A song which starts so positively for the first 30 seconds with a good guitar solo, before turning to shit as soon as the verse starts; sounding like everything The Resistance did wrong with lyrics bad enough to give “Psycho” a run for its money. It also has a chorus a stupid as “Psycho”. it doesn’t even sound like Muse anymore, the chorus and in fact the rest of the song (minus the first 30 seconds) just sounds like a really bad imitation of Queen and Guns and Roses while performing a really lazy version of satire. Some people criticise bands for not bringing out new albums when they headline festivals or go on tour, I don’t. If you’re writing songs which are so obviously bellow par compared to how things used to be, just do a greatest hits tour and save the legacy. The saddest part is this isn’t even the low point of the album.

-The Handler-

When I originally heard this song, I believed there could be possibly some hope for the album. This song has the same idea of Reapers, in just a selection of guitar riffs Bellamy did when he was bored with some lyrics on the top of it, apart from with this song the riffs are a noticeable improvement, and the lyrics of the song aren’t noticeably bad enough to spoil that effect. Better.

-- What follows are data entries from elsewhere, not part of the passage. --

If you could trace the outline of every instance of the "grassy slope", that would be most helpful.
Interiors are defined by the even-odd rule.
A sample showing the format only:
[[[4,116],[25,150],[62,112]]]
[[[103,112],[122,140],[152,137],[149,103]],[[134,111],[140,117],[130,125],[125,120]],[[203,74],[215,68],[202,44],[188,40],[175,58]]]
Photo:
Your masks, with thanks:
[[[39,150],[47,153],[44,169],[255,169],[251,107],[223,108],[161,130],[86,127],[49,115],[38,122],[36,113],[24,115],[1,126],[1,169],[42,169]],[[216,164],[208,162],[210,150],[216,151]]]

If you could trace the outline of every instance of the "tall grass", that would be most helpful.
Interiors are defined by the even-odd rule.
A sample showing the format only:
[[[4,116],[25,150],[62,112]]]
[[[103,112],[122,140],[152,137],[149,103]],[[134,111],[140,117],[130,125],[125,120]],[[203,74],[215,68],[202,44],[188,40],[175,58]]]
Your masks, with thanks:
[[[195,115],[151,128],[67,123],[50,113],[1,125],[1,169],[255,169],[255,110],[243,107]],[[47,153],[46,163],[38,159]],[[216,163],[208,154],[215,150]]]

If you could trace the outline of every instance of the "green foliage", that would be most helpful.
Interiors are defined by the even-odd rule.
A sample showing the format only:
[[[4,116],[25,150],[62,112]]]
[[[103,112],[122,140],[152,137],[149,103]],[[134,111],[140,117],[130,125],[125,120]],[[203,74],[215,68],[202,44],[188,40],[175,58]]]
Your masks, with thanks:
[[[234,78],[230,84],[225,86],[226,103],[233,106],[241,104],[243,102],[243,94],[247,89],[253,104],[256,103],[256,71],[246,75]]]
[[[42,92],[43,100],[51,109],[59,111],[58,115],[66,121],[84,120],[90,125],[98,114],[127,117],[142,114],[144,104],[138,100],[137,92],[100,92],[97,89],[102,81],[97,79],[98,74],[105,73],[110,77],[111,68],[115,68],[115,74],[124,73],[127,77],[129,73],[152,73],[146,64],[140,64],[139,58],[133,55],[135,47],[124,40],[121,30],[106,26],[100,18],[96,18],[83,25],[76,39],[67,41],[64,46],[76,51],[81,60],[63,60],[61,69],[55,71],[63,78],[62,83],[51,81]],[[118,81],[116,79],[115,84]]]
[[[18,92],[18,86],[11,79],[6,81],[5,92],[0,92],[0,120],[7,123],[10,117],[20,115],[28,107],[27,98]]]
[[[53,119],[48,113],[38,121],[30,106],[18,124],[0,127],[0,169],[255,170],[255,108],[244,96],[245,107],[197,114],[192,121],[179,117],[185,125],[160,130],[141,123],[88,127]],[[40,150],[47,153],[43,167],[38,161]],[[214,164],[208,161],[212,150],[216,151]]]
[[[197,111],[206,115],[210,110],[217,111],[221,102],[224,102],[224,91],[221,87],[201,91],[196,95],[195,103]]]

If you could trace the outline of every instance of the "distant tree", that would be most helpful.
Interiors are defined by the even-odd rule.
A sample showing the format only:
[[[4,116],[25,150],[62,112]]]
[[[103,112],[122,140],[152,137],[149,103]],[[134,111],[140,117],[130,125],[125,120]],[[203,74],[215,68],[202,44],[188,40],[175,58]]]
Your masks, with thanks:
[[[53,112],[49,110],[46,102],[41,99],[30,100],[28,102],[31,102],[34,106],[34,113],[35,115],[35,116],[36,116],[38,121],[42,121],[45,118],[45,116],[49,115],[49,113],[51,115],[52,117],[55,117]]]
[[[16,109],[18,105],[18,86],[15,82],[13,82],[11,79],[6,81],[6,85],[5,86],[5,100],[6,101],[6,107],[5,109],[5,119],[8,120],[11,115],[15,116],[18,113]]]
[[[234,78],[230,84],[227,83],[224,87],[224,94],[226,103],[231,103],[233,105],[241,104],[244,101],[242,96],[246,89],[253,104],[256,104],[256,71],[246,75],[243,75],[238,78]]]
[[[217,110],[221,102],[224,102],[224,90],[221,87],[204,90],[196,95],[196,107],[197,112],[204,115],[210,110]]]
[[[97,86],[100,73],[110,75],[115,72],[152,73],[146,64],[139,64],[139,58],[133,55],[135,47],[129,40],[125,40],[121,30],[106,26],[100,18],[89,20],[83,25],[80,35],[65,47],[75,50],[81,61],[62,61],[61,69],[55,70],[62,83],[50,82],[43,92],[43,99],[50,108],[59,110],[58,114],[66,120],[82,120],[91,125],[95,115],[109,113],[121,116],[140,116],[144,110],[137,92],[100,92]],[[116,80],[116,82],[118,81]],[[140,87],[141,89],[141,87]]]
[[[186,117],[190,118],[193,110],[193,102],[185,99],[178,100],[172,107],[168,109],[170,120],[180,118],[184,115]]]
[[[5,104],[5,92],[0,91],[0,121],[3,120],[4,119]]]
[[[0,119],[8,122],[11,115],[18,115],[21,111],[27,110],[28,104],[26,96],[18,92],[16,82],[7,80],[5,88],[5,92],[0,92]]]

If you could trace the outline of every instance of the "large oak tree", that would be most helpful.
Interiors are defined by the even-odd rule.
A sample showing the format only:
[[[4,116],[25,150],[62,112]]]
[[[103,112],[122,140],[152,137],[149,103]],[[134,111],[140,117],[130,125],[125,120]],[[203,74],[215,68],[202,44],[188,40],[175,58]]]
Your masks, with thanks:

Quite simply the worst song Muse have ever written. It is the worst song they will ever write. It is one of the worst songs from 2015, and 2015 produced this. I would talk about this song in more depth, but it will just cause me to have a mental breakdown.

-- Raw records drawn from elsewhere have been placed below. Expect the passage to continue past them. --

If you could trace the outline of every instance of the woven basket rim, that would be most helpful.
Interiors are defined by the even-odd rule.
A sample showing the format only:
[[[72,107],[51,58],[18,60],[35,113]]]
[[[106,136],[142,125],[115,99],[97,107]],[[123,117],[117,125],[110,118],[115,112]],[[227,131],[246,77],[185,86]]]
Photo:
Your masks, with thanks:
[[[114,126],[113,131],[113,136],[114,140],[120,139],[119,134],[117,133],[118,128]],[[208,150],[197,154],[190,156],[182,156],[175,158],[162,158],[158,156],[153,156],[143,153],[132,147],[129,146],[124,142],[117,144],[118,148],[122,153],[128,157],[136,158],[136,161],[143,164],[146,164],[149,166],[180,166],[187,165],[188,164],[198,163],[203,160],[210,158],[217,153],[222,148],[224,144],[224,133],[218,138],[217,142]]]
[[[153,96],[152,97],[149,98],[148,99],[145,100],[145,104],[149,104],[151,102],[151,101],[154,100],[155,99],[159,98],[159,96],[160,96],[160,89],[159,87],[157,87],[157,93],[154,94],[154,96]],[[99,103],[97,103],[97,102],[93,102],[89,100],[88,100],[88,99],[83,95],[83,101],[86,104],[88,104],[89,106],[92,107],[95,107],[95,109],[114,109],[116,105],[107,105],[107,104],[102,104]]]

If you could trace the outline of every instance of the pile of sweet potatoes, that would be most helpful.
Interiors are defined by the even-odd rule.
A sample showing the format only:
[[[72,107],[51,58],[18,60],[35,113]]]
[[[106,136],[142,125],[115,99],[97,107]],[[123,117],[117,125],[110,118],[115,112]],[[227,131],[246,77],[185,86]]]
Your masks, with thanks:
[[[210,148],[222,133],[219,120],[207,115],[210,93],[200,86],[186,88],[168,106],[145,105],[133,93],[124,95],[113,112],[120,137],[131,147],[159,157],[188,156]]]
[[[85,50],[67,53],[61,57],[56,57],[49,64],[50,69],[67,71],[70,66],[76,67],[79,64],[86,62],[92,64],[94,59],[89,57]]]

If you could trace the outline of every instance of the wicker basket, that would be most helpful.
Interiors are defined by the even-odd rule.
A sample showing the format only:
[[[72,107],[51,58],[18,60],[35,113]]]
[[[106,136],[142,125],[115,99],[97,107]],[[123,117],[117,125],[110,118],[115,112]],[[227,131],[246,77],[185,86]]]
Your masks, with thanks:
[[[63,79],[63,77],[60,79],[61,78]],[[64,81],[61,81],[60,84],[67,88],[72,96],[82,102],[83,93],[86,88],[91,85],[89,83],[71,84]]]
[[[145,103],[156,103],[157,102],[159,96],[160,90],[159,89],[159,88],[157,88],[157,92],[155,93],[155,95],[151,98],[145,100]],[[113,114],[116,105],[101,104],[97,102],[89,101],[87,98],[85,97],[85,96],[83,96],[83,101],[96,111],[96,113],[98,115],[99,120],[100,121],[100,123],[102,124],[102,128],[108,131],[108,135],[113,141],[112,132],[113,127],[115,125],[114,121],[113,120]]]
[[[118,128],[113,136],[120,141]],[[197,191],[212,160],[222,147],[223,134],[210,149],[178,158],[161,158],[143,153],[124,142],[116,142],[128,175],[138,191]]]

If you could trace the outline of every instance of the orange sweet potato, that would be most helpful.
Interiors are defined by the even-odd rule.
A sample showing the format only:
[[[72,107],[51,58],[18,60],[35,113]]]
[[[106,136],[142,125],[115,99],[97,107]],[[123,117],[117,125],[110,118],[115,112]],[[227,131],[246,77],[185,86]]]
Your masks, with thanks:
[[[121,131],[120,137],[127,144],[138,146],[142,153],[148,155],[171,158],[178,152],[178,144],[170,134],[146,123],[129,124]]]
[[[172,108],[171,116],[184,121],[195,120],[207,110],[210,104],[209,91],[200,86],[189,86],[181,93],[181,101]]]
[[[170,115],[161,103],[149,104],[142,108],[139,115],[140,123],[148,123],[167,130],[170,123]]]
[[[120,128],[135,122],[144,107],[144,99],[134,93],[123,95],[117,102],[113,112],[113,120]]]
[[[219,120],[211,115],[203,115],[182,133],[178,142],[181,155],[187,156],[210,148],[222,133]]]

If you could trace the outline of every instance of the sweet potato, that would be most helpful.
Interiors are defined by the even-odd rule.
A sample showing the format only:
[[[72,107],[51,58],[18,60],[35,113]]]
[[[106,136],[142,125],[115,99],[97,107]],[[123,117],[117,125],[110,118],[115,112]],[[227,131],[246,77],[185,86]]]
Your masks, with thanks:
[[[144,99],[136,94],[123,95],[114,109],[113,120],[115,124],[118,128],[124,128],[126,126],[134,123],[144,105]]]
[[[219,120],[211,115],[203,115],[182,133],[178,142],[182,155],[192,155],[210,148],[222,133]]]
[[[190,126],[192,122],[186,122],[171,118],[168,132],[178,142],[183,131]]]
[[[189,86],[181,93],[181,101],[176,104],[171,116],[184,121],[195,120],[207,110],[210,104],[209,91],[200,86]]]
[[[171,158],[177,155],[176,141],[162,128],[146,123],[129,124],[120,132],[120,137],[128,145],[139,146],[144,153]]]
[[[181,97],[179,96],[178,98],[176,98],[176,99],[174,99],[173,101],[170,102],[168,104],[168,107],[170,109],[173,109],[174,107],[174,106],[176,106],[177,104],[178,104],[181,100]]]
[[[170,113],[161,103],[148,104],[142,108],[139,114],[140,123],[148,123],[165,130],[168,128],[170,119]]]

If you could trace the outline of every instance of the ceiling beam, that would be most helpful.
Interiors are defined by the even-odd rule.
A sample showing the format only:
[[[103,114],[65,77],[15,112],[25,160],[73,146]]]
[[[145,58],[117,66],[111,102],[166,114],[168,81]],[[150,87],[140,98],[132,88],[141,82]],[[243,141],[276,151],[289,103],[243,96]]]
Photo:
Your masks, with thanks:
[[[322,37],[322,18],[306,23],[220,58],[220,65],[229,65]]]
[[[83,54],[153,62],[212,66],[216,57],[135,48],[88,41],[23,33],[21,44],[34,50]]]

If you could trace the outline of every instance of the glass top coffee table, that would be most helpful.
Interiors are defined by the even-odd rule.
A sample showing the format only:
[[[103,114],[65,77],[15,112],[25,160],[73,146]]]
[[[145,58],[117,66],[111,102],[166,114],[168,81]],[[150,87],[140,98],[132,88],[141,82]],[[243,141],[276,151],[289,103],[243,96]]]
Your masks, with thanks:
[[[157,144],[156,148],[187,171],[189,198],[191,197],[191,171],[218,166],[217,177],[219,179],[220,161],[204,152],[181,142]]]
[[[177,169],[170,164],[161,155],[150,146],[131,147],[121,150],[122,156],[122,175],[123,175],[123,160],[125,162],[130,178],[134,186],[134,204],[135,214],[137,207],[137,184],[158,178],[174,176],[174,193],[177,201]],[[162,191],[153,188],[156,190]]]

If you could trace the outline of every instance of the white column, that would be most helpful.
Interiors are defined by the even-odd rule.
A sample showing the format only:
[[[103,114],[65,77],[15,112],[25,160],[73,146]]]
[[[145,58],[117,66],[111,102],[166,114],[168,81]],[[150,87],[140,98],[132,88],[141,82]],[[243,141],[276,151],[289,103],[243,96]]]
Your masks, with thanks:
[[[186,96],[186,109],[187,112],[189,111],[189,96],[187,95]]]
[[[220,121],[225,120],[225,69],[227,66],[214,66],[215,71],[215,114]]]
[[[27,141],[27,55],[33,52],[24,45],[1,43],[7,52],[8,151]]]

Another example of Muse pretending to be Queen and ending up sounding like a parody of both groups. But by this point any sane person would have turned the album off after Defector and not have to sit through this.

-The Aftermath-

After the last two songs, this song feels like a relief. For the first 3 minutes 50 at least, this song is soothing and well paced, until Bellamy decides the song hasn’t sounded enough like Queen and ruins it slightly. Despite this, compared to the last couple of songs this is a let off and holds slight hope for the final couple of songs, although that hope disappears pretty quickly…

-The Globalist-

This is the moment on the album when Bellamy remembers this is supposed to be a concept album and then looked and saw that a classic Pink Floyd concept album thing to do is put a really really long song into it. Not unlike Exogenesis Symphony in places, after a while The Globalist sounds like a waste of time. To be fair to Exogenesis Symphony the only reason that sounds boring after a while is because there are three different parts to it, and I could happily sit through one part at once just not all three. The Globalist however, is boring all the way through, even when something does happen five minutes in, what does happen is what is wrong with whole album.

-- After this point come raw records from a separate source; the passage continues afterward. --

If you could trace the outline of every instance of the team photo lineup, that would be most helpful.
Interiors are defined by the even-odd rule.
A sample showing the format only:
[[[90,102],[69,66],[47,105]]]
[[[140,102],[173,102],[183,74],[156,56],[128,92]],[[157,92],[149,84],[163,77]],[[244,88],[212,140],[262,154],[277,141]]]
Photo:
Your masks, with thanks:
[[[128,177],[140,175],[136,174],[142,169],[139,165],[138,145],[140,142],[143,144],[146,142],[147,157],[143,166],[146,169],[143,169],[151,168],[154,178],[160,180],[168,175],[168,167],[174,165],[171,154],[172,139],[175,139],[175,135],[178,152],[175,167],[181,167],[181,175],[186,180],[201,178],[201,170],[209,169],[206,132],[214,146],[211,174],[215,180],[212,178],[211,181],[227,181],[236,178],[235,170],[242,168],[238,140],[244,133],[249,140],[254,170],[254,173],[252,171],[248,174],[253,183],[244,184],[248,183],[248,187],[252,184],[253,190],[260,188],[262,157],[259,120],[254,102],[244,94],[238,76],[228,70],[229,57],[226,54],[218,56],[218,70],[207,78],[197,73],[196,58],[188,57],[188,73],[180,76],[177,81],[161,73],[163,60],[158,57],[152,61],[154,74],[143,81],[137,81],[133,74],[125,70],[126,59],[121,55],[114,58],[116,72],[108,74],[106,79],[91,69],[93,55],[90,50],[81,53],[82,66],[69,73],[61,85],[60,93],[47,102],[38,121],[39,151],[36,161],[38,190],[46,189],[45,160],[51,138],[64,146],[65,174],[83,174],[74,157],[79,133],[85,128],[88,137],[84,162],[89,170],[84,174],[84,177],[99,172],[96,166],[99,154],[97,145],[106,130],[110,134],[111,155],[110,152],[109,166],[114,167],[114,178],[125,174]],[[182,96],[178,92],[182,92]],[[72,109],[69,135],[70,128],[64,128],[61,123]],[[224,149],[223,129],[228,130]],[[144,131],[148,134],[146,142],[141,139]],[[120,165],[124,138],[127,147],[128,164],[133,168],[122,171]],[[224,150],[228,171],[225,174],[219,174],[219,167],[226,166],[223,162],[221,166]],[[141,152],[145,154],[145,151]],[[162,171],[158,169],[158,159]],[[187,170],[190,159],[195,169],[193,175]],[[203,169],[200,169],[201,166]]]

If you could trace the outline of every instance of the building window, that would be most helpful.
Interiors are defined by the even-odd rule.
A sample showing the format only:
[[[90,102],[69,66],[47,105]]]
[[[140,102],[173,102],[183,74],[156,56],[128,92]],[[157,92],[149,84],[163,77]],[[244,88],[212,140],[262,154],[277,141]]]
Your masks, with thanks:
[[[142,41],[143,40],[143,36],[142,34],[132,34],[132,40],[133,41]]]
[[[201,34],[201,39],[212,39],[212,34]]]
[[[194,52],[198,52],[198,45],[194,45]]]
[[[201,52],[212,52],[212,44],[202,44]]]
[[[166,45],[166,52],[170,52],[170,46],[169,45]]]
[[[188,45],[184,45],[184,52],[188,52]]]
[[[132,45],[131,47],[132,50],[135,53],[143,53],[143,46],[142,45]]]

Why did they even record this? Well at least it isn’t a reprise of fucking Psycho.


Knowing the political climate this is connected to a band with maybe better lyrical sensibilities who were still in their prime could have made it a vital modern classic, but instead we are left with this. This album would have probably not have infuriated me as much if it was an album by some nobody I’ve never heard of or from a band I hated, but no, it had to be a band which I used to be a fan of.